My first essay for the "Queers and Theory" class. A short response to prompt questions from the professor. I have to post it at the class website by Thursday - any comments are welcome!
Why Queers and Theory rather than Queer Theory?
Perhaps because the ampersand is essential to any endeavor that is feminist. As essential, perhaps, as the hyphen. Where would we be without hyphenated identities? Without identities that are multiplicitous? Without identities that are intensive in thought, definitions, labels, and language? How could we speak as feminists, as queers, as subversives without the shifty characters of the keyboard? How could we speak without identities and ideas that require grammatical parsing and detailed explanation?
I don’t believe, though, that “Queers and Theory” as a title is an homage to how we construct our language—as much as I might like it to be from the perspective of my disciple. Rather, I think that the two words are unhinged, in part, for the epistemological reasons—so that we can understand and access the origin of each and then explore how they are and can be correlated. “Queer Theory” is unhinged into queers and theory not only to express and contain a multiplicity of both, but also to emphasize that there are different things with which each can be coupled, or tripled, or multiply partnered. “Queer Theory” suggests a point, a location of a particular way of thinking, or perhaps a line that connects two points, “queer” and “theory,” but the class, “Queers and Theory” is about more than points or lines; it is about planes or more accurately systems of thinking – a move from base ten to base six or base nine.
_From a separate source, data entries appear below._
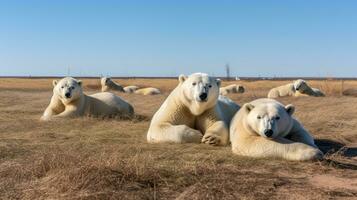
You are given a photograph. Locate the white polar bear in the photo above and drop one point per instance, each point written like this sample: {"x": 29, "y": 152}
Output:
{"x": 108, "y": 84}
{"x": 193, "y": 113}
{"x": 296, "y": 88}
{"x": 233, "y": 88}
{"x": 68, "y": 100}
{"x": 131, "y": 88}
{"x": 266, "y": 128}
{"x": 148, "y": 91}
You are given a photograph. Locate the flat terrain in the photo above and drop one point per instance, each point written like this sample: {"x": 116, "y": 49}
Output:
{"x": 91, "y": 158}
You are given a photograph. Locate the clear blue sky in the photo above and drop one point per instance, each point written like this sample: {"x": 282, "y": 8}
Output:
{"x": 167, "y": 38}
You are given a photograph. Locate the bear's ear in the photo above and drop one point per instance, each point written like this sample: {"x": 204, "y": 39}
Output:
{"x": 290, "y": 109}
{"x": 218, "y": 81}
{"x": 54, "y": 83}
{"x": 248, "y": 107}
{"x": 182, "y": 78}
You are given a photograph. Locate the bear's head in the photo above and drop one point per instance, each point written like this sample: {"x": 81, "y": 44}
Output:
{"x": 67, "y": 89}
{"x": 199, "y": 92}
{"x": 240, "y": 89}
{"x": 301, "y": 86}
{"x": 105, "y": 80}
{"x": 269, "y": 119}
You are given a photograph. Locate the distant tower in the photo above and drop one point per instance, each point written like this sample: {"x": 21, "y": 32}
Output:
{"x": 228, "y": 71}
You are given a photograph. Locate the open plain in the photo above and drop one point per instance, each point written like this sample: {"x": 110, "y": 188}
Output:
{"x": 92, "y": 158}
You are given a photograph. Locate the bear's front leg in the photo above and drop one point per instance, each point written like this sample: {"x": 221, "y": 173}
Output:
{"x": 69, "y": 112}
{"x": 52, "y": 109}
{"x": 216, "y": 134}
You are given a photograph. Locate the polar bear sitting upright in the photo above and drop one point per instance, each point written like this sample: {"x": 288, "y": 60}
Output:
{"x": 266, "y": 128}
{"x": 297, "y": 88}
{"x": 108, "y": 84}
{"x": 68, "y": 100}
{"x": 193, "y": 113}
{"x": 233, "y": 88}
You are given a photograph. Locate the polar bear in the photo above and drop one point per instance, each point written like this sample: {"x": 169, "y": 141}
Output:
{"x": 297, "y": 88}
{"x": 68, "y": 100}
{"x": 233, "y": 88}
{"x": 148, "y": 91}
{"x": 130, "y": 88}
{"x": 350, "y": 92}
{"x": 108, "y": 84}
{"x": 193, "y": 113}
{"x": 266, "y": 128}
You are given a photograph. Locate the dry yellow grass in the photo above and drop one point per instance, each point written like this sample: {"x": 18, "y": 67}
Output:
{"x": 109, "y": 159}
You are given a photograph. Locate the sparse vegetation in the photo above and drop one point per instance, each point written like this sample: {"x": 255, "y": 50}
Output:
{"x": 91, "y": 158}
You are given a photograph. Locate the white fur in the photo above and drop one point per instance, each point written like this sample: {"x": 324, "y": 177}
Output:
{"x": 289, "y": 139}
{"x": 186, "y": 117}
{"x": 68, "y": 100}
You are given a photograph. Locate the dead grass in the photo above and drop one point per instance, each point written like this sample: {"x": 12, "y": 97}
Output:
{"x": 92, "y": 158}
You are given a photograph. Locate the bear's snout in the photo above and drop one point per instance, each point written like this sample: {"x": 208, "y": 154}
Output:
{"x": 268, "y": 132}
{"x": 68, "y": 95}
{"x": 203, "y": 96}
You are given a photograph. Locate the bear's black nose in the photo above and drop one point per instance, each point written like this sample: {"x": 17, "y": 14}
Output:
{"x": 203, "y": 96}
{"x": 268, "y": 132}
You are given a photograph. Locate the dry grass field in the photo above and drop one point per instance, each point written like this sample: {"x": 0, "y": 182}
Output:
{"x": 91, "y": 158}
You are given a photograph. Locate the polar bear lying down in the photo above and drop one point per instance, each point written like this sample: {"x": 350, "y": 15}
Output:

Let me begin with theory. I was struck by the definition of theory as “a place to sit” and consulted American Heritage. After the scientific definition, I learn that theory is “the branch of a science or art consisting of its explanatory statements, accepted principles, and methods of analysis, as opposed to practice.” It is that binary that trips me; perhaps because for the past fifteen years as I’ve been embroiled not in theory but in practice, I’ve thought of them not oppositionally but in a corollary relationship. Practice, or praxis, the “practical application or exercise of a branch of learning” (American Heritage.) Perhaps in daily use there is no difference between a corollary and an antonym, but it feels urgently important to me despite that the dictionary seems to indicate that theory and praxis are the antithesis of one another, that they are antonyms, but I don’t experience them that way. I think that there is theory and praxis is the necessary corollary, the natural consequence or result, although the equation would be punctuated by an equal sign and therefore could work exactly in reverse: praxis exists with its necessary corollary, theory. This explanation illuminates, in part, the significance of this decoupling of “Queer Theory” into “Queers and Theory.” There is something important in understanding the language with certain precision, which I think has a role in illuminating both elements of the course – queer and theory.
I was struck by Weston’s careful attention to using the words, space and time and her melding of the two into spacetime. Her construction in conjunction with the course title seems to be a window into the attention to language and constructs that we use to talk about knowledge and human experience in the creation and communication of theory. That for me is an essential element of why the words are decoupled for the course—to bring attention to the two words individually and then explore how and why and where they work together.
Let me think about queer or Queer. One of the areas that I am interested in exploring further is the relationship between Queers, as a group of people who have a set of behaviors, practices, and personal identity that are gay, lesbian, bisexual, and/or transgender, and queering, as a verb, to make different from the norm. I’m interested in both parts of speech and I think that the distinction is one of the areas that the title, “Queers and Theory” opens. “Queer Theory” seems to obscure the distinction – as though an act of queering can be done without relation or regard to the group of people who created and identify with the word, Queer. My investment in praxis, from either way the equation is read – theory informing practice or practice informed by theory – is probably what interests me intensely in that question.
The unhinging of the two words also opens the possibilities of understanding theory from a variety of disciplines with a queer lens. “Queer Theory” suggests that there is an independent discipline of, say Queer Studies, and that this is the theoretical basis for it, whereas “Queers and Theory,” implies that there are a variety of disciplines that have queer engagement. This cross-disciplinary engagement is evident not only in the description of the course, but also in the selection of the texts for the course. “Queers and Theory” even opens the possibilities for anti-disciplinary or post-disciplinary dialogue which “Queer Theory” seems to eschew.
What am I most likely to use? I am most likely to use the language formulation that I understand and makes sense to me; I am most likely to use the combination that describes what I believe and how I understand things at the time. I want to use language with accuracy and precision, and also language that is accessible to people outside of the academy; language that honors my commitment to use and create knowledge that has meaning and applications to people in the world concerned about queer liberation and justice.